Pilar craned his neck, seemingly scanning with his optics.

"This crazy bastard probably stuck combat engineer Gorilla Arms on himself. Shit, he's got balls!"

Watching Ethan approach, Maine studied his expression. No signs of discomfort.

"You okay?"

Ethan nodded, clenched his fist, patted his bicep, and flashed an innocent smile.

A transfer notification lit up in Ethan's optics.

[Transfer]: 2,000 eddies.

"Take it easy. Cyberware's expensive — save some money for emergencies. We won't always be lucky enough to have gigs when we're broke."

"But... looks like you're putting me to shame. I need to get some serious hardware too!"

Ethan was surprised, then smiled.

This dark-skinned roughneck was probably worried this young kid didn't know how to manage money, so he thoughtfully gave him some living expenses.

Ethan wanted to say: Actually, I'm not poor.

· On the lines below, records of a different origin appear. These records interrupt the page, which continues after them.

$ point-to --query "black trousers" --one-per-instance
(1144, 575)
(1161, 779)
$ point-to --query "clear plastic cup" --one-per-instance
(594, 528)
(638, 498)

But Maine had always been like this. A big brother who paid attention to every team member's state of mind... especially the new ones.

"So... Heavy Hearts?" Rebecca asked tentatively.

Ethan was about to refuse when Rebecca pouted: "Come on, come on! Worst case I'll cover your drinks!"

Finally, everyone piled into that beat-up graffiti van. They tore across Dogtown's cracked, weed-choked roads, speeding toward the district's most happening club.

Author's Note on Economy:

In the game, a single legendary cyberware piece might cost ten to twenty thousand eddies. Even legendary optics are only 9,000. This creates a problem: if gig payouts are just a few thousand, everyone thinks "damn, that's poor." But if payouts were ten to twenty thousand, you'd be fully kitted after ten jobs.

So I've pushed cyberware prices up slightly — especially offensive and time-dilation types. But I've maintained balance: cyberpsychosis means even the wealthy don't install chrome recklessly (see Emma and the protagonist's hesitation).

Also, there are acquisition thresholds for military cyberware. The protagonist can't just walk into any clinic and pull out a Sandevistan Apogee — that would break Night City. But I won't do artificial scarcity either. Growth will be earned through actual ability progression.